The new world looks a little different. It’s more complex, and thus is more in need of a makeover. DNS can no longer authoritatively say “oh, that server is over there” because over there might be outside the DNS’s zone. In really complex environments, it is possible that the answer DNS gives out may be vastly different depending upon a variety of factors. If the same application is running in two places, DNS has to direct users to the one most suited to them at this time. Not so simple, really, but comes with the current state of the world.
In the new world, a better depiction would be this:
In this scenario, a more global solution than just DNS is required. The idea that a user in one country could be sent to an app in a public cloud and users in another could be sent to the corporate datacenter kind of implies that localized DNS services are short of a full solution.
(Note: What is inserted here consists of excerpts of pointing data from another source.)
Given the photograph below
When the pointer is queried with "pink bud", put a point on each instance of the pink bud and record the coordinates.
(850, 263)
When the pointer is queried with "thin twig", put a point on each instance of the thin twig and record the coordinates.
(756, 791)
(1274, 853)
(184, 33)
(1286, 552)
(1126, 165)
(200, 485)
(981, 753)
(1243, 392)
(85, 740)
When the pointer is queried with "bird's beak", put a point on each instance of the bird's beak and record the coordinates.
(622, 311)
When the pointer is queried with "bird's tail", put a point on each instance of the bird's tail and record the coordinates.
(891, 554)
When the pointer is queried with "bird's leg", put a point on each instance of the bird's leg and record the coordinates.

That’s where GDNS – Global DNS comes into play. It directs users between local DNS copies to get the correct response required. If it is combined with something like F5 GTM’s Wide IPs, then it can direct people to shifting locations by offering an IP address that is understood at each location. Indeed, it isn’t even understood at each location, it’s a proxy for a local address. Use a Wide IP to give users (and more importantly your apps) a single place to go when GDNS responds, and then choose from a group of local DNS resolutions to direct the user where they need to go.
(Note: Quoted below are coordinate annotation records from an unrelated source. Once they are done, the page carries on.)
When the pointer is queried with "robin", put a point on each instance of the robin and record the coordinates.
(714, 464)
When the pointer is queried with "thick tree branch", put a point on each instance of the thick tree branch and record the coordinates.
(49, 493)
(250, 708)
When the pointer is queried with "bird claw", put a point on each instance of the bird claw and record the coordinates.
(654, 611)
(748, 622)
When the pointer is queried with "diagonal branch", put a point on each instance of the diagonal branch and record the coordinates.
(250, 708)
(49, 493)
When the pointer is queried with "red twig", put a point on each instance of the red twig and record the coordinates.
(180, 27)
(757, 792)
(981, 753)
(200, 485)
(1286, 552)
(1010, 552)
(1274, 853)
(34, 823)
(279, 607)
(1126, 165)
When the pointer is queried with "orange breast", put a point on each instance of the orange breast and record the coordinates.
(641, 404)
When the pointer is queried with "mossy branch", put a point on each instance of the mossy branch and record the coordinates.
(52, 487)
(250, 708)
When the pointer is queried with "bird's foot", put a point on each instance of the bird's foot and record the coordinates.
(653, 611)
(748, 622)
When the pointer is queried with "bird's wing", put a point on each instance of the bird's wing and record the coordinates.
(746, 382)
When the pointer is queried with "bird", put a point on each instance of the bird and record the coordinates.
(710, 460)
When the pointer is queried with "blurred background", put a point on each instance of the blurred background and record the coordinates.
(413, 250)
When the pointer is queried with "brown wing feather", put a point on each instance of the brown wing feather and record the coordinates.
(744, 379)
It’s another layer on DNS, but it is an idea whose time has come. You can only go so far with zone-based LDNS, then you’re outside the zone, or directing users inefficiently. Global DNS is here, and the need is getting more imperative every day. Check it out. Call your ADC vendor to find out what they have on offer, or check out the InfoBlox and F5 information on F5.com if your ADC vendor doesn’t have a Global DNS solution.
Cloud does have its uses, you just have to plan for the issues it creates. This is an easy one to overcome, and you might just get increased agility out of GDNS and Global Server Load Balancing (GSLB).